Portland Cement in need of Sh40bn to restructure operations
East African Portland Cement Company (EAPCC) is seeking Sh40 billion to turnaround its fortunes.
This comes even as the cement maker raised concern that its outdated plant could no longer compete with its rivals in the industry.
Portland Cement Chairman Bill Lay said the company is struggling to generate revenue as buyers opt for cheaper cement products from its rivals.
EAPCC requires most of the funds to overhaul its production plant.
“We have lost market share because we have been out of production, our cement costs to high compared to our competitors. Our new competitors that have come in are all more competitive than we are,” Mr Lay said.
The firm’s market share has dropped to 11 percent over the last three years.
EAPCC is 52 percent owned by the government while Larfarge holds 47 percent of the cement maker.
Board director Kung’u Gatabaki said the company is in talks with its two main shareholders to inject capital and is also courting a possible strategic investor for more increased funding.
“The existing shareholders up to now have not been able to inject sufficient funds even to address the short to medium term plans.

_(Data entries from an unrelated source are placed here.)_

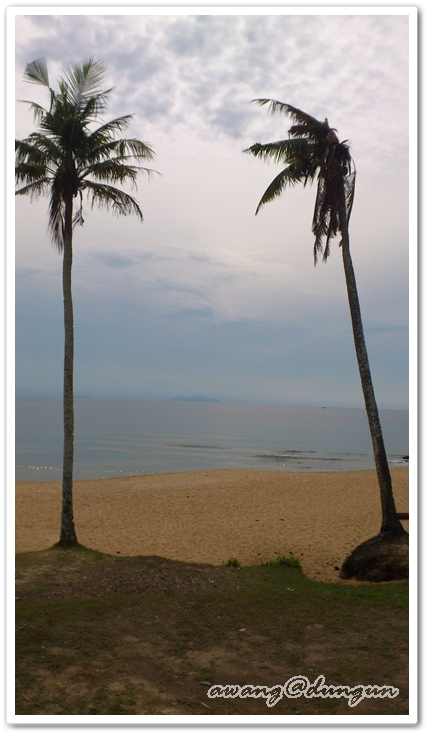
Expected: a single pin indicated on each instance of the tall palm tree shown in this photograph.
(71, 153)
(313, 151)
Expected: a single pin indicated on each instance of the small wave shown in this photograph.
(200, 447)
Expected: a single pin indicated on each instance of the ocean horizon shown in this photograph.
(123, 437)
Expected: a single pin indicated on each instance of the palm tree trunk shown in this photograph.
(390, 520)
(67, 533)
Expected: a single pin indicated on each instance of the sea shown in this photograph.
(117, 438)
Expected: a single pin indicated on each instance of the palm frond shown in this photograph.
(280, 151)
(115, 170)
(288, 177)
(35, 189)
(36, 72)
(56, 215)
(111, 198)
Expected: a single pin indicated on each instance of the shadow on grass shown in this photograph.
(100, 635)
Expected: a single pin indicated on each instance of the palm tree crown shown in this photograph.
(73, 151)
(311, 150)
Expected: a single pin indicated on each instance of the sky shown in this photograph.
(204, 297)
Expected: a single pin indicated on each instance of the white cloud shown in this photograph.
(202, 267)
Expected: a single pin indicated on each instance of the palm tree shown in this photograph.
(74, 152)
(313, 151)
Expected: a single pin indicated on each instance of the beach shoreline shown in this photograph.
(213, 515)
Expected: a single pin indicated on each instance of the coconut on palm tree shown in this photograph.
(71, 154)
(313, 151)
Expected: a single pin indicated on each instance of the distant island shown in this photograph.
(196, 398)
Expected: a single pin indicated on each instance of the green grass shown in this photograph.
(165, 627)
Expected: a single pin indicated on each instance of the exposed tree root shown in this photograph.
(379, 559)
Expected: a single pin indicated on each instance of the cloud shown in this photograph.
(203, 292)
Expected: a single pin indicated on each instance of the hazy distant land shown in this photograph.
(195, 398)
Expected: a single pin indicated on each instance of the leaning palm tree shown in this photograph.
(313, 151)
(72, 153)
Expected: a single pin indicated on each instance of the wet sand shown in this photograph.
(210, 516)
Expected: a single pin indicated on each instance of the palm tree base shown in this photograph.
(379, 559)
(67, 543)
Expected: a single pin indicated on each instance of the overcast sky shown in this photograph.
(203, 297)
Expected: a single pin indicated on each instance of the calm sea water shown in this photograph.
(117, 438)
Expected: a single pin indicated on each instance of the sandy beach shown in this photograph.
(210, 516)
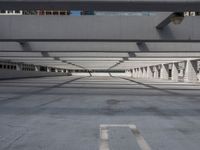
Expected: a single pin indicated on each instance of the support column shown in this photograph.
(48, 69)
(191, 71)
(140, 73)
(156, 72)
(19, 67)
(149, 72)
(175, 72)
(134, 73)
(145, 72)
(165, 71)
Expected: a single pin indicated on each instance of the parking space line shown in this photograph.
(104, 136)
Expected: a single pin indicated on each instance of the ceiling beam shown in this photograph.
(95, 29)
(102, 5)
(178, 17)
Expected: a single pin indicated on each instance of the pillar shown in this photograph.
(140, 73)
(175, 72)
(191, 71)
(156, 72)
(149, 72)
(37, 68)
(145, 72)
(134, 73)
(48, 69)
(18, 67)
(165, 71)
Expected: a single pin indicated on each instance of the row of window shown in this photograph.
(45, 12)
(8, 66)
(97, 71)
(85, 12)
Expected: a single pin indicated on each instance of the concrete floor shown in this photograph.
(64, 113)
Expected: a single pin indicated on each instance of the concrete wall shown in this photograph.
(103, 74)
(13, 74)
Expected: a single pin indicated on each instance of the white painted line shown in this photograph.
(104, 137)
(104, 145)
(140, 139)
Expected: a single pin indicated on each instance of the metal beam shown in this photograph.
(96, 29)
(102, 5)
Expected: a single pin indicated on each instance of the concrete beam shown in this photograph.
(102, 5)
(79, 47)
(95, 29)
(165, 71)
(166, 21)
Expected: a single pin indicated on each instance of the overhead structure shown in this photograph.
(162, 44)
(103, 5)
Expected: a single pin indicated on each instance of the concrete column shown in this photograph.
(19, 67)
(48, 69)
(165, 71)
(175, 72)
(156, 72)
(137, 73)
(191, 71)
(140, 74)
(145, 72)
(37, 68)
(134, 73)
(149, 72)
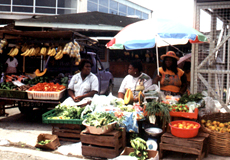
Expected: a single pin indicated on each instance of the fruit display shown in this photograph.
(44, 142)
(221, 127)
(47, 87)
(128, 98)
(140, 148)
(3, 43)
(179, 108)
(185, 125)
(35, 80)
(39, 74)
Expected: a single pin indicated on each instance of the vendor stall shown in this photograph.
(34, 49)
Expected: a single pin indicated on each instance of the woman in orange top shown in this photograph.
(172, 79)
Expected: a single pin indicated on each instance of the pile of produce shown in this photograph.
(47, 87)
(67, 112)
(158, 109)
(35, 80)
(140, 147)
(221, 127)
(44, 142)
(100, 119)
(179, 108)
(184, 125)
(190, 98)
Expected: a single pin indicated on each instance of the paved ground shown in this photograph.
(18, 135)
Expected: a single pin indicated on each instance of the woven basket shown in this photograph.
(219, 143)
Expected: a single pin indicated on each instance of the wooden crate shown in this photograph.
(2, 108)
(197, 145)
(67, 132)
(108, 145)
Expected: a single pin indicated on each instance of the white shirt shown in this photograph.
(12, 63)
(130, 82)
(81, 87)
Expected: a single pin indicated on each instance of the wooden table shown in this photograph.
(197, 145)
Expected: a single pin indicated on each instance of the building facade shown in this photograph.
(20, 9)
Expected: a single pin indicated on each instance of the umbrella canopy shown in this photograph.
(182, 60)
(151, 32)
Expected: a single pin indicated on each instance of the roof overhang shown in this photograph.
(99, 27)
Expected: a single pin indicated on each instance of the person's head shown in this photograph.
(170, 61)
(85, 66)
(135, 68)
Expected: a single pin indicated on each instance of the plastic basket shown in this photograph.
(54, 144)
(100, 130)
(185, 114)
(184, 133)
(52, 113)
(13, 94)
(45, 95)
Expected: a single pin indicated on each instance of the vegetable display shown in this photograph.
(100, 119)
(157, 108)
(189, 98)
(67, 112)
(140, 147)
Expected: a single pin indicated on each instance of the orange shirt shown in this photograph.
(170, 81)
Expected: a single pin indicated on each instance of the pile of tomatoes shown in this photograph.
(47, 87)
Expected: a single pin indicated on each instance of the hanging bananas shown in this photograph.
(13, 52)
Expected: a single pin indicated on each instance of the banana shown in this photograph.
(12, 49)
(26, 52)
(43, 51)
(59, 55)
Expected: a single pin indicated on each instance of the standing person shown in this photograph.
(172, 79)
(12, 64)
(136, 80)
(83, 84)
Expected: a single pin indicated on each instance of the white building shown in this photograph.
(20, 9)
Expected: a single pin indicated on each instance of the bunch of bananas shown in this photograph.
(59, 54)
(140, 147)
(13, 52)
(43, 51)
(3, 43)
(51, 51)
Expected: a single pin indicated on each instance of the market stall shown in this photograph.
(33, 50)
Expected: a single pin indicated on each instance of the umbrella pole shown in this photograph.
(157, 64)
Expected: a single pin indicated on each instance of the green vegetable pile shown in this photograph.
(160, 109)
(68, 112)
(140, 147)
(44, 142)
(190, 98)
(100, 119)
(7, 85)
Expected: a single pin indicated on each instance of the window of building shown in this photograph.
(122, 8)
(5, 2)
(23, 9)
(113, 5)
(145, 16)
(139, 13)
(50, 3)
(23, 2)
(91, 6)
(104, 3)
(103, 9)
(131, 11)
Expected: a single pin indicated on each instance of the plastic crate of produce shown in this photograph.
(45, 95)
(52, 113)
(13, 94)
(185, 114)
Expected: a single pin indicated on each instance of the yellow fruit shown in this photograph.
(203, 121)
(221, 125)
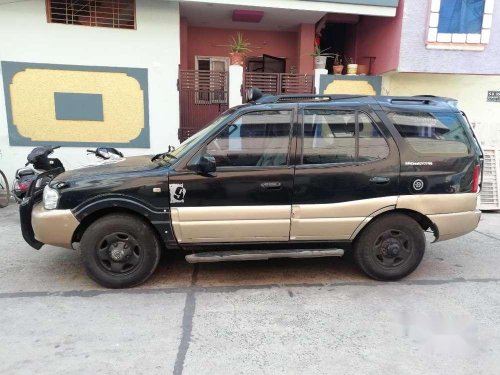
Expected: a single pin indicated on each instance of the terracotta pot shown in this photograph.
(319, 62)
(352, 69)
(236, 58)
(338, 69)
(363, 69)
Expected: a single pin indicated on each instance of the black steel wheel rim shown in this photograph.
(119, 253)
(392, 248)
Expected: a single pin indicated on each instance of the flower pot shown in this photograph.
(319, 62)
(363, 69)
(236, 58)
(352, 69)
(338, 69)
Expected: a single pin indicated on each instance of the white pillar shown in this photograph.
(317, 74)
(235, 84)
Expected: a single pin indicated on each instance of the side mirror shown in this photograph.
(203, 164)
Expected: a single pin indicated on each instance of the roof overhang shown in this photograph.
(383, 8)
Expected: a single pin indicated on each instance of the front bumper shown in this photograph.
(52, 227)
(25, 209)
(455, 225)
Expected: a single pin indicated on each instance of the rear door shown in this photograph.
(348, 169)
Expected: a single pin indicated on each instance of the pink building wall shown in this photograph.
(380, 37)
(305, 42)
(204, 41)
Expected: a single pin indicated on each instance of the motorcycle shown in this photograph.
(39, 162)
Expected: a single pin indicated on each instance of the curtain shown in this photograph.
(461, 16)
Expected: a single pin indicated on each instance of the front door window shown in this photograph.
(256, 139)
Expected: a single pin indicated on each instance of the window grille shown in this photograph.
(101, 13)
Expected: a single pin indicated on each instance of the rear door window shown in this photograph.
(341, 136)
(432, 133)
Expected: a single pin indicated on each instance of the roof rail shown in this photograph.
(267, 99)
(410, 100)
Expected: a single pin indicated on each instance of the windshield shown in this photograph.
(186, 145)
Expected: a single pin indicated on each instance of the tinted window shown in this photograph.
(254, 139)
(330, 137)
(432, 133)
(372, 145)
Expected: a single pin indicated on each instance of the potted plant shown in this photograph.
(352, 68)
(319, 57)
(338, 68)
(239, 47)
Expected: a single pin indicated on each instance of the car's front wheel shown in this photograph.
(390, 248)
(120, 251)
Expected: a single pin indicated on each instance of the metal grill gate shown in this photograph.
(203, 95)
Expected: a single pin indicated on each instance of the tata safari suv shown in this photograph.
(281, 176)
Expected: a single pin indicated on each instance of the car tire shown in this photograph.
(390, 248)
(120, 251)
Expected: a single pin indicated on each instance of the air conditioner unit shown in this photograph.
(489, 198)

This board is considering proposing to the shareholder a scheme to invite international financial institutions to fund operations,” Mr Gatabako said.

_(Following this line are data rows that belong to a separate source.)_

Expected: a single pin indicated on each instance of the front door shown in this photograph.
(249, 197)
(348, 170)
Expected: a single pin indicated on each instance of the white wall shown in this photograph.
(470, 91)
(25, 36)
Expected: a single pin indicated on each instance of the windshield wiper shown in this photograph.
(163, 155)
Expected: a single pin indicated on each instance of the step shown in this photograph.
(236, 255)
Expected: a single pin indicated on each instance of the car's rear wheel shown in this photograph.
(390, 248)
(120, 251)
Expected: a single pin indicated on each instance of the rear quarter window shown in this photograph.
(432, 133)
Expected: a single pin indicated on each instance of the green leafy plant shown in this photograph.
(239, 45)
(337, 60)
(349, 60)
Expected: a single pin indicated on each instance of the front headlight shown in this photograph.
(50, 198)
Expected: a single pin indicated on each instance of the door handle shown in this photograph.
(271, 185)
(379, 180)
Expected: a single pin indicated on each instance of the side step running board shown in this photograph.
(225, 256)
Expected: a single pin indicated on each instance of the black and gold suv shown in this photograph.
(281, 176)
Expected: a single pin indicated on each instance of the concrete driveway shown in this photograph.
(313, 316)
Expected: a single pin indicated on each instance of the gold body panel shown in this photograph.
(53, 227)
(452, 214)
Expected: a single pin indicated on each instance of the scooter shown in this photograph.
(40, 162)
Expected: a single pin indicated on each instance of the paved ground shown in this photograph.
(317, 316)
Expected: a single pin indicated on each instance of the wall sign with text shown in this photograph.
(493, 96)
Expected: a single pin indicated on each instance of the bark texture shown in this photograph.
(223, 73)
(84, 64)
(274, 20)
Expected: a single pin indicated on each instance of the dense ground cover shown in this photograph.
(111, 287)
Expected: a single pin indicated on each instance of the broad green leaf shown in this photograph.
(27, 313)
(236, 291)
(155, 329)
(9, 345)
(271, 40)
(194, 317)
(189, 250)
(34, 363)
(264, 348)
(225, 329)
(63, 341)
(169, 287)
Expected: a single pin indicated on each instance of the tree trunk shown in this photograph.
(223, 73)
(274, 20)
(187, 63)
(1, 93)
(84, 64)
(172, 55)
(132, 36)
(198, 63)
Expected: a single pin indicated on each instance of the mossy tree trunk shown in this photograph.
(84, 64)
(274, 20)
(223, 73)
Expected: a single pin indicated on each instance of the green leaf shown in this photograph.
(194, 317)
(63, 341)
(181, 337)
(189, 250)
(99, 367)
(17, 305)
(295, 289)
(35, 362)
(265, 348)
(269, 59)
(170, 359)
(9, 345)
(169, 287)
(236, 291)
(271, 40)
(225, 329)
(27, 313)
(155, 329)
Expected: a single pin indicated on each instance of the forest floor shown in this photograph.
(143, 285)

An audit report recently exposed Portland Cement’s financial woes with the board now challenging shareholders to pump in money to get the company back on track.
Portland Cement is also considering selling part of its land to raise funds.
The cement maker owns over 15,000 acres of land.
Mr Lay however said given the firm’s description as a state owned company may delay these plans.
“The greatest excuse in Kenya now is let’s do it after the elections. Portland is not in a position to wait for the elections to go. I don’t think there’s a reasonable reason why a publicly traded cement company should have to wait for a political election,” he stressed.
EAPCC has a Sh6 billion debt its currently servicing.
The company last week announced plans to lay off over 1,000 employees as part of its cost cutting plans.
The layoff is expected to cost Sh2 billion.